Sommaire
La transition énergétique mondiale est injuste car elle permet aux plus riches de prospérer tout en pénalisant les pays les plus pauvres, notamment dans le Sud.
Oxfam, ONG internationale créée en 1942, lutte contre les inégalités. Elle défend une justice climatique globale. Son dernier rapport montre que l’utopique transition risque d’aggraver les fractures sociales et géopolitiques.
Derrière l’apparence verte, se cache en réalité un « colonialisme climatique ».
Le constat d’Oxfam : une transition aux fondations inégales
Les pays du Sud détiennent près de 70 % des minerais stratégiques. Ceux-ci sont indispensables aux batteries, panneaux solaires ou éoliennes. Pourtant, les pays du Nord à hauteur de 46 % et la Chine avec 29 % accaparent l’essentiel des investissements. L’Afrique, où vivent 85 % des personnes privées d’électricité, ne récupère que les miettes avec 2 % des investissements. L’énergie consommée par le 1 % le plus riche pourrait répondre sept fois aux besoins de toutes les populations sans électricité. Choquant !
Un « colonialisme vert » bien réel
Le lithium d’Amérique latine illustre cette injustice. La région détient 50 % des réserves mondiales, mais capte à peine 10 % de la valeur ajoutée de la filière batteries. Les mineurs eux-mêmes ne touchent que 2 centimes par dollar créé. Autre exemple : la République démocratique du Congo. Ce pays fournit près des deux tiers du cobalt mondial. Le rapport cite des exemples d’entreprises internationales célèbres qui des milliers de dollars de profit avec leur produit. Pourtant ces mêmes entreprises ne versent à ce pays que quelques euros en retour. En 2024, une célèbre marque de voitures électriques a engrangé près de 6 milliards de dollars, tandis que Kinshasa n’a perçu que 17,5 millions. Les exemples sont nombreux et édifiants.
L’endettement : un frein structurel
Les pays en développement supportent une dette extérieure de plus de 11 000 milliards de dollars. 30 fois le coût estimé pour assurer un accès universel à l’énergie « propre » d’ici 2030. En 2024, ils ont consacré 400 milliards au remboursement. C’est à dire autant de ressources perdues pour financer leur transition.

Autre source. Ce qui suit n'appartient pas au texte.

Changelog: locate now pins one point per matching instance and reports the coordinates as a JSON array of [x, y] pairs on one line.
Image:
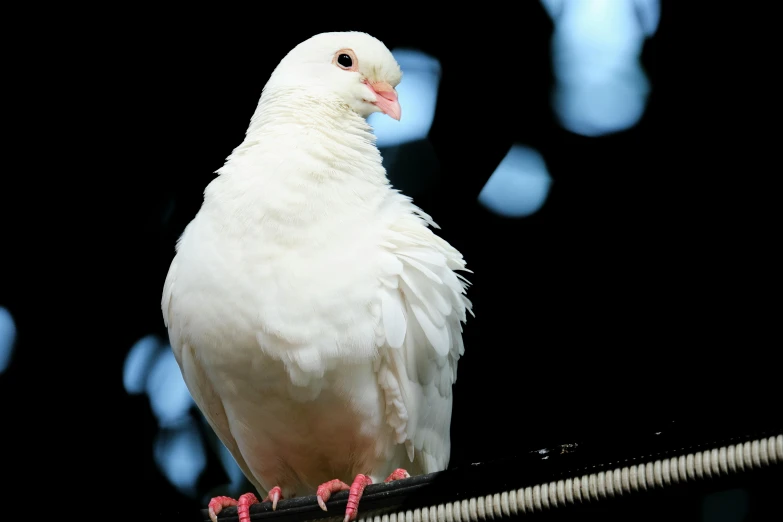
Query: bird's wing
[[198, 383], [422, 308]]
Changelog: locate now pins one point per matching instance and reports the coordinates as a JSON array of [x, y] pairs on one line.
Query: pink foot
[[326, 489], [356, 489], [275, 494], [397, 474], [217, 504]]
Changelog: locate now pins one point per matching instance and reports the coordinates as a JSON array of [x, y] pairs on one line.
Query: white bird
[[315, 316]]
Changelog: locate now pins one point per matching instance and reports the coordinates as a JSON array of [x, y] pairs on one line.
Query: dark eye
[[345, 61]]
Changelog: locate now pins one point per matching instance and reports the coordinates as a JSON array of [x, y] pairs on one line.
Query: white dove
[[316, 319]]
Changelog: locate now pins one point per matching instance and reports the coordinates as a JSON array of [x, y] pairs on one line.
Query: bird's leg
[[326, 489], [275, 494], [217, 504], [397, 474], [356, 489]]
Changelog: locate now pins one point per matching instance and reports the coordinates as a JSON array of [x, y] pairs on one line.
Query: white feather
[[315, 316]]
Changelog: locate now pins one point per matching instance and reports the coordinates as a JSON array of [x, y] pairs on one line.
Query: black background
[[638, 296]]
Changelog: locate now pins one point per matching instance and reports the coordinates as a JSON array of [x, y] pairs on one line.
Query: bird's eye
[[345, 61]]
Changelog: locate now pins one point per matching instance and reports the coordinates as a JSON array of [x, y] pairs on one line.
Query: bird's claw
[[217, 504], [275, 494]]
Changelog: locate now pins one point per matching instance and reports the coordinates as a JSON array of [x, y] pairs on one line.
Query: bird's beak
[[387, 99]]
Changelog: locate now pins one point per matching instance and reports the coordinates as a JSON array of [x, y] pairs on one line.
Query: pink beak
[[387, 99]]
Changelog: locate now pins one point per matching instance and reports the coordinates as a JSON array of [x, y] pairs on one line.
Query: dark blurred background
[[541, 137]]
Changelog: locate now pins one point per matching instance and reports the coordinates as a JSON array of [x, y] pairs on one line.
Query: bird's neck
[[305, 161]]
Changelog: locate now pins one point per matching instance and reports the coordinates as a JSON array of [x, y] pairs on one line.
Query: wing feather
[[418, 364]]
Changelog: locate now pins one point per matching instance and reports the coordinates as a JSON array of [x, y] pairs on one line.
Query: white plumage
[[315, 316]]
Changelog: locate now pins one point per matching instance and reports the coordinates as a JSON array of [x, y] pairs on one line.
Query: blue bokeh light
[[7, 338], [600, 85], [519, 186], [168, 393], [417, 94], [180, 455], [138, 363]]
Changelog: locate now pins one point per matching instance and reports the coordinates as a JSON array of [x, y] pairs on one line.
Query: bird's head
[[351, 67]]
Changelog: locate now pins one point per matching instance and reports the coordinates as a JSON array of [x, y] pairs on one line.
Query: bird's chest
[[298, 437]]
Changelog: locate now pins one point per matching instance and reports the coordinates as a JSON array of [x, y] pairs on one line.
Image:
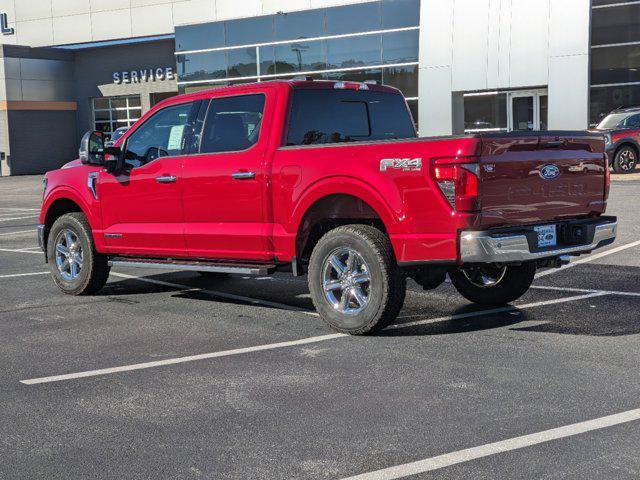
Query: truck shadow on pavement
[[603, 316]]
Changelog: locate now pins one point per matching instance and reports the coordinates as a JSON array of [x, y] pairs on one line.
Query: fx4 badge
[[404, 164]]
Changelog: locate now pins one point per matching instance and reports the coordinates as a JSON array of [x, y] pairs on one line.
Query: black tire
[[94, 271], [625, 160], [385, 290], [512, 285]]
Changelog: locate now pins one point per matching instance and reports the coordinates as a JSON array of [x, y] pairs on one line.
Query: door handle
[[166, 179], [244, 175]]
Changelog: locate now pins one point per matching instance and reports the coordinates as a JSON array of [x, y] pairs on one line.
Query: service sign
[[144, 75]]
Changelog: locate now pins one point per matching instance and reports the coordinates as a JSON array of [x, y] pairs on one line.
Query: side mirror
[[112, 156], [92, 148]]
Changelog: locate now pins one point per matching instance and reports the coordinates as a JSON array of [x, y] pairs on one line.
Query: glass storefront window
[[403, 78], [606, 99], [615, 25], [355, 55], [485, 112], [300, 57], [354, 51], [292, 26], [199, 37], [241, 62], [413, 106], [202, 66], [355, 76], [115, 112], [400, 47], [249, 31], [364, 17], [400, 13], [615, 64]]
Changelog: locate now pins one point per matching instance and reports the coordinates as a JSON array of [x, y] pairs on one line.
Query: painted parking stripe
[[19, 250], [19, 209], [21, 232], [588, 259], [192, 358], [587, 290], [13, 275], [17, 218], [474, 453], [272, 346]]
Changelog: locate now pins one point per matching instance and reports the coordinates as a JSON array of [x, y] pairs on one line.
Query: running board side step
[[198, 266]]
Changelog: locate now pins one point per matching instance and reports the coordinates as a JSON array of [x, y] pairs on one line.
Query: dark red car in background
[[622, 129]]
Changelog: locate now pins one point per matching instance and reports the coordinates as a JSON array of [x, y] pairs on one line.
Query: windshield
[[115, 136], [611, 121]]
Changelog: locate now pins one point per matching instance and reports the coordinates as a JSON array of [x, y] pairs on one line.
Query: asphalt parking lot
[[176, 376]]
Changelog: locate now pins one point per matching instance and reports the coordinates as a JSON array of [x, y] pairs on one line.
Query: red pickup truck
[[326, 179]]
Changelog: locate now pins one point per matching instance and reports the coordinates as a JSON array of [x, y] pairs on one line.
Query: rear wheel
[[76, 267], [354, 280], [493, 285], [625, 160]]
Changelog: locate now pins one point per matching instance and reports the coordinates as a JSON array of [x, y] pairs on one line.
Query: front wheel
[[626, 160], [354, 280], [76, 267], [493, 285]]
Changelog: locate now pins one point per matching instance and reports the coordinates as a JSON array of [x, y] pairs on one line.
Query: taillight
[[458, 181], [607, 177]]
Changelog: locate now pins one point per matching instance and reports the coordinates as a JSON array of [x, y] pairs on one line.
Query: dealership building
[[68, 66]]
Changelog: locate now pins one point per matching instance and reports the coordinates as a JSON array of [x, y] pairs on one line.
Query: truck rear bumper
[[519, 245]]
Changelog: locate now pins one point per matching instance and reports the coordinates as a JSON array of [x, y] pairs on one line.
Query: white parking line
[[17, 218], [17, 233], [24, 274], [587, 290], [173, 361], [16, 250], [468, 454], [590, 258], [16, 209], [271, 346]]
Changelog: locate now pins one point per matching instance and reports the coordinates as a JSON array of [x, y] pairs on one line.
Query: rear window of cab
[[323, 116]]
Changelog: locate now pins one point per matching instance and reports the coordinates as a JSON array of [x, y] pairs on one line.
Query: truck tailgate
[[540, 176]]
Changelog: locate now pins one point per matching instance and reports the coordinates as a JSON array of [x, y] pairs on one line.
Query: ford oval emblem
[[549, 172]]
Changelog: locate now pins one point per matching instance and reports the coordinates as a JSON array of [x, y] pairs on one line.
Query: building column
[[435, 62]]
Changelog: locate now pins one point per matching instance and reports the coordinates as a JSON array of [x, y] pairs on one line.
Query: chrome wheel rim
[[69, 255], [346, 281], [627, 160], [486, 276]]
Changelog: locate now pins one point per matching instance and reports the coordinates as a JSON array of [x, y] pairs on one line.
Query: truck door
[[141, 206], [224, 183]]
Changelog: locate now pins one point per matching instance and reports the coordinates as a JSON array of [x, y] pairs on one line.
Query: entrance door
[[527, 110]]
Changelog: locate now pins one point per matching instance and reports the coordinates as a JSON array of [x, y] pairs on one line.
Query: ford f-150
[[329, 180]]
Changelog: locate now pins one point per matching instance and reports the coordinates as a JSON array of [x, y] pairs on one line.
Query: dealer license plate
[[547, 236]]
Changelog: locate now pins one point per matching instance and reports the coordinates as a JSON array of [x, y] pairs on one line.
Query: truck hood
[[73, 163]]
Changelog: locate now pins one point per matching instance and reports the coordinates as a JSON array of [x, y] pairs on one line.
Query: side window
[[162, 135], [632, 122], [232, 124]]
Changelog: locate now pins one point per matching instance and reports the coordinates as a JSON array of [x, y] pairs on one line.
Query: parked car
[[622, 132], [329, 180], [115, 136]]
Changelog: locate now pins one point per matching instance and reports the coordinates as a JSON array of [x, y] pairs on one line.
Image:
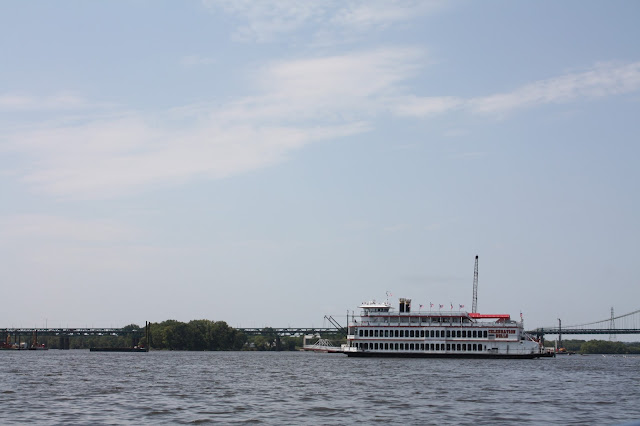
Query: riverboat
[[380, 331]]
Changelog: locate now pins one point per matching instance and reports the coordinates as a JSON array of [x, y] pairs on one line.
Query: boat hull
[[443, 355]]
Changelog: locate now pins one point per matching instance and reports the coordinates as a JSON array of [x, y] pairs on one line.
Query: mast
[[474, 307]]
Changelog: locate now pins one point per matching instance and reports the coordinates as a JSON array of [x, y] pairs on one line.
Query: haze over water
[[80, 387]]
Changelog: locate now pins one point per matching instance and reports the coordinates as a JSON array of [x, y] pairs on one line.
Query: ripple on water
[[76, 387]]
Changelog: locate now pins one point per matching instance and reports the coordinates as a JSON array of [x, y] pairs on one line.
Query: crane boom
[[474, 307]]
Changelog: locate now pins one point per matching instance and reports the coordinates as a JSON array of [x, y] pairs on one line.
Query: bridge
[[622, 324], [613, 326]]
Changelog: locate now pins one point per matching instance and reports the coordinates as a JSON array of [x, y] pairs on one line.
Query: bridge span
[[622, 324]]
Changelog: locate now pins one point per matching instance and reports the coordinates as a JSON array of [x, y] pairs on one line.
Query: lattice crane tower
[[474, 307]]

Les conditions de crédit restent profondément inéquitables. Les taux d’intérêt pour un projet solaire atteignent 9 à 13,5 % au Sud. 3 à 6 % dans les pays riches. Alimenter 100 000 personnes coûte ainsi 45 % plus cher en Inde qu’au Royaume-Uni. Près de 97 % plus cher au Nigeria.
Les recommandations d’Oxfam
L’ONG appelle à une transition décoloniale, décentralisée et juste. Ses propositions incluent :
- annuler les dettes insoutenables et financer la transition par des subventions ;
- imposer une fiscalité progressive aux ultra-riches et aux multinationales ;
- reconnaître le droit des peuples autochtones et interdire l’accaparement des terres ;
- redistribuer la consommation énergétique des plus riches pour garantir un accès universel au minimum énergétique moderne (1 000 kWh par personne et par an).
En somme, Oxfam rappelle que seule une transition décoloniale et équitable, fondée sur la justice sociale et la redistribution, peut réellement concilier urgence climatique et dignité humaine.
La transition énergétique, si elle exite vraiment, n’est pas qu’une question technique. Elle engage une réécriture des rapports de pouvoir hérités de plusieurs siècles de colonialisme. Si rien ne change, elle enrichira une minorité tout en laissant des milliards de personnes dans la misère et l’inconnu. Mais Oxfam insiste : un autre chemin est possible, si l’énergie devient un bien commun au service de la vie, et non un outil d’accumulation des profits.